Product Pipeline Progress and Segment Notes
Plozasiran, a liver-targeted RNAi therapeutic, remains Arrowhead’s primary near-term value driver. The drug is being studied for two main conditions: familial chylomicronemia syndrome (FCS) and severe hypertriglyceridemia (SHTG). The approved NDA for FCS could result in commercial launch as early as late 2025 if the FDA approves the drug. For SHTG, ongoing Phase 3 studies aim to provide broader label expansion potential, targeting a U.S. population of up to 3-4 million patients.
Zodasiran, also an RNAi therapy targeting rare cholesterol disorders, dosed its first subject in the latest Phase 3 trial for homozygous familial hypercholesterolemia (HoFH). Expansion beyond HoFH is not planned at this time, due to the complexity and requirements for broader clinical studies in other population subsets.
The obesity portfolio progressed as well. ARO-INHBE and ARO-ALK7, both RNAi therapy candidates targeting biological pathways involved in fat metabolism, entered Phase 1/2 studies. Both monotherapy and combination arms (notably with GLP-1 agonist tirzepatide) are included in clinical development plans, with initial data expected late 2025 or soon after.

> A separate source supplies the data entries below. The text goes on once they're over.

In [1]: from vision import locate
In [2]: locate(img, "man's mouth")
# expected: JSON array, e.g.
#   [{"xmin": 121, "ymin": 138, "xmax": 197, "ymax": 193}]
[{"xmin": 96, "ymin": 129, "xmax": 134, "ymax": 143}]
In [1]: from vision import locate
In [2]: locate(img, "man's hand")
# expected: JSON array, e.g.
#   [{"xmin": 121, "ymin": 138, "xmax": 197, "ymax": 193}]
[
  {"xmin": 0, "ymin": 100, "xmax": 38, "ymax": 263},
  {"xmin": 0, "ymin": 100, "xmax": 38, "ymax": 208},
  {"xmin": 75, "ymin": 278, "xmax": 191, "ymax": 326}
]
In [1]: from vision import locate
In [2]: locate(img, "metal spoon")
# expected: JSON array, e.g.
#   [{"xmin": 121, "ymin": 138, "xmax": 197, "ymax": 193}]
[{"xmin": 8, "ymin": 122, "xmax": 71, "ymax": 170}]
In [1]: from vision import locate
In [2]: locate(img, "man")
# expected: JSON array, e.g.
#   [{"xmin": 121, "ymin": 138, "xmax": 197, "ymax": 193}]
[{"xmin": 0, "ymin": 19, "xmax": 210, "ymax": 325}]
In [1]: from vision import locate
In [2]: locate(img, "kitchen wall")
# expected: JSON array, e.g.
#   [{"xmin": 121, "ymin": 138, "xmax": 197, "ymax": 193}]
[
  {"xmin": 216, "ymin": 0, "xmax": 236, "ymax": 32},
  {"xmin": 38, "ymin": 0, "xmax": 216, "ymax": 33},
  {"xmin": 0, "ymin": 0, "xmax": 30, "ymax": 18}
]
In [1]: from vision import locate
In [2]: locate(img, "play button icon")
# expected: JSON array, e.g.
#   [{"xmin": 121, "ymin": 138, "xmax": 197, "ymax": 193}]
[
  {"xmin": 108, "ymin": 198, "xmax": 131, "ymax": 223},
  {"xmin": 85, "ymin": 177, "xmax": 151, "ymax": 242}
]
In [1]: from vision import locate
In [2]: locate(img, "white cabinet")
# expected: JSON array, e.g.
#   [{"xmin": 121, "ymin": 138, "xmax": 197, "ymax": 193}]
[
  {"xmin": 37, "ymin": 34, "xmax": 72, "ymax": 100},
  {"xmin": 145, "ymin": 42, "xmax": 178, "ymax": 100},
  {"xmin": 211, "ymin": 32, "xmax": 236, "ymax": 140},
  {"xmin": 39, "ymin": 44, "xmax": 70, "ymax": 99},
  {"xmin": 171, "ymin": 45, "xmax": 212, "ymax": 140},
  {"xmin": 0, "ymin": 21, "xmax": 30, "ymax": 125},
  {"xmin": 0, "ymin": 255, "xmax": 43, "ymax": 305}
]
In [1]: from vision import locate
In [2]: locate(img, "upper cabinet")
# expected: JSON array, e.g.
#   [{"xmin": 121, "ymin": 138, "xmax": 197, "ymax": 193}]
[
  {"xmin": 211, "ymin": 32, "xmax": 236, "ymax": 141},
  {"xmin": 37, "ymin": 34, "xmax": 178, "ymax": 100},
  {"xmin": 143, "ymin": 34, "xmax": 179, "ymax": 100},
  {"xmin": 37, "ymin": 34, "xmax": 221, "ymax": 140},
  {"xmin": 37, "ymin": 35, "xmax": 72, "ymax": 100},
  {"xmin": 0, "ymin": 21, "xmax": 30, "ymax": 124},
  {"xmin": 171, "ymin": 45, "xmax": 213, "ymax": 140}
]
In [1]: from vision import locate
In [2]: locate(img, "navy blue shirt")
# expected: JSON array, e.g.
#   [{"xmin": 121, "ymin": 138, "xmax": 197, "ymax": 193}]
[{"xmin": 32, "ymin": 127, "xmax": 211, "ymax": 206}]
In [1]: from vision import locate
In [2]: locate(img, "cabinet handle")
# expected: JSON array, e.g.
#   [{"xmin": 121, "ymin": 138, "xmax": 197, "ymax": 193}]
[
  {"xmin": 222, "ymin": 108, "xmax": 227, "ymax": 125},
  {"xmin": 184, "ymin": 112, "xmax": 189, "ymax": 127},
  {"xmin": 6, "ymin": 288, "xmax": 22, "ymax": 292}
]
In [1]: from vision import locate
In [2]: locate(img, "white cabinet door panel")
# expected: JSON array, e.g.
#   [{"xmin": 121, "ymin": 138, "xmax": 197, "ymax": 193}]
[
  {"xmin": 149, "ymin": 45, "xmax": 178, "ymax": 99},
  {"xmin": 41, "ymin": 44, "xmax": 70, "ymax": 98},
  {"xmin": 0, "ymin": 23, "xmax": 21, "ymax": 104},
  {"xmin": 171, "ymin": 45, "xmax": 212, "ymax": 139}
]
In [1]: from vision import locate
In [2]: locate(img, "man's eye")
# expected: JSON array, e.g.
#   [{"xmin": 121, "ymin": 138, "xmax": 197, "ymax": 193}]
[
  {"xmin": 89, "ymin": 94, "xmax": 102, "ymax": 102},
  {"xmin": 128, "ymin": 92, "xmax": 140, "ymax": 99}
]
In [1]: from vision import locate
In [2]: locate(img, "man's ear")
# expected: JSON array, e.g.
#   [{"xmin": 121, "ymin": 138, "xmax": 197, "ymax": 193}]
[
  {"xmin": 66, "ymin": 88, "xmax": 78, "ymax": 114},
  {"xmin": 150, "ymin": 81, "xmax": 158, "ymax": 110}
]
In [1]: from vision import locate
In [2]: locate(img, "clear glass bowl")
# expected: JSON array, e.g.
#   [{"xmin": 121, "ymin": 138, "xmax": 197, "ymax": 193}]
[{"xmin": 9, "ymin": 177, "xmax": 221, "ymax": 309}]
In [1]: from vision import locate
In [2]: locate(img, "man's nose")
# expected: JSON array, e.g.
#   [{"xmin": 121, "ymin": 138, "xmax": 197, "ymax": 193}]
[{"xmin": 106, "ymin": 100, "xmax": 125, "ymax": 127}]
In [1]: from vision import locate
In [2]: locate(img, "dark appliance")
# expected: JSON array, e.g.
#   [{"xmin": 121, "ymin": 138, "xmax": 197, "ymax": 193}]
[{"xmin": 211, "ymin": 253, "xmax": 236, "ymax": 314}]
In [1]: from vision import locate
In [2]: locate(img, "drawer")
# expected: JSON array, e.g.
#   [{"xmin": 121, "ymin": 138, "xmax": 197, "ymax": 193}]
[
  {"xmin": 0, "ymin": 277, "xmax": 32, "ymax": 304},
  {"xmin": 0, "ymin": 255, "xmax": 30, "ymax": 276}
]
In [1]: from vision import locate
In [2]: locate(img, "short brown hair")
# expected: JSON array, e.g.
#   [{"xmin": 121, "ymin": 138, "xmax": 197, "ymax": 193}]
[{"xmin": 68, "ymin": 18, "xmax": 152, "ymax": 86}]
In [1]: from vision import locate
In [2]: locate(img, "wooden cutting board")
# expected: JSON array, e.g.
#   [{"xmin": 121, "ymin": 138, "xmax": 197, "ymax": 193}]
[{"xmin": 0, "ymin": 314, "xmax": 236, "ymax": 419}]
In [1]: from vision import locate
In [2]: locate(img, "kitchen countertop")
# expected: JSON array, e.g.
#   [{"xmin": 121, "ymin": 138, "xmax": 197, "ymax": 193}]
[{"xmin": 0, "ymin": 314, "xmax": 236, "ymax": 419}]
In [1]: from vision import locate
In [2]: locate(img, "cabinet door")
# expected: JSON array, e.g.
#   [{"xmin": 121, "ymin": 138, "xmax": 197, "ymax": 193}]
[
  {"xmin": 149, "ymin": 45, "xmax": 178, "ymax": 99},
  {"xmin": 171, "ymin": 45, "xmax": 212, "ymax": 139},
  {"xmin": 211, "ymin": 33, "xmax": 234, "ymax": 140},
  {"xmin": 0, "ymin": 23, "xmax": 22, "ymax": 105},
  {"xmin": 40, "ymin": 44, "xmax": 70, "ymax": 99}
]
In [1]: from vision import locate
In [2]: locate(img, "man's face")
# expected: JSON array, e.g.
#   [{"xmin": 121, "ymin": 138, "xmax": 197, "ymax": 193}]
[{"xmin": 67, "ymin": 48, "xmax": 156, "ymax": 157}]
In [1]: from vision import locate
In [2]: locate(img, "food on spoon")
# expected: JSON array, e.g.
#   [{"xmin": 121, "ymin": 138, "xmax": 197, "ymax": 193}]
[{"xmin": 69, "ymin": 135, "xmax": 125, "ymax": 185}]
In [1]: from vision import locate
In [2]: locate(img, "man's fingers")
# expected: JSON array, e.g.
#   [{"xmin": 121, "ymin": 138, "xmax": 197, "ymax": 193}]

Arrowhead’s research and development pipeline is supported by the TRiMTM platform, which enables delivery of RNAi drugs to different tissues, including liver, adipose (fat), muscle, and the central nervous system (CNS). This versatility underpins partnerships with companies such as Takeda and Amgen, and drives a company goal to advance 20 clinical-stage or marketed products by 2025.
Outlook and Guidance
Management guided that Arrowhead is funded through 2028, even as it moves multiple late-stage programs forward and ramps up commercialization efforts. The company’s focus is on achieving regulatory approval for plozasiran, with launch readiness targeted for late 2025 pending the FDA decision, specifically the PDUFA action date set for November 18, 2025. Key near-term catalysts include the expected readout of pivotal SHTG data in mid-2026 and potential partnership milestones from both Sarepta and Visirna within the next twelve months.
No detailed forward guidance on revenue, earnings, or margin was offered for the coming quarters or fiscal year. Management instead pointed to ongoing milestone-driven revenue cycles and signaled that operating losses would persist as the company continues to invest in product development and commercial readiness until product revenues begin. Investors should monitor progress on regulatory reviews, commercialization milestones, and further data updates from ongoing clinical trials.
Revenue and net income presented using U.S. generally accepted accounting principles (GAAP) unless otherwise noted.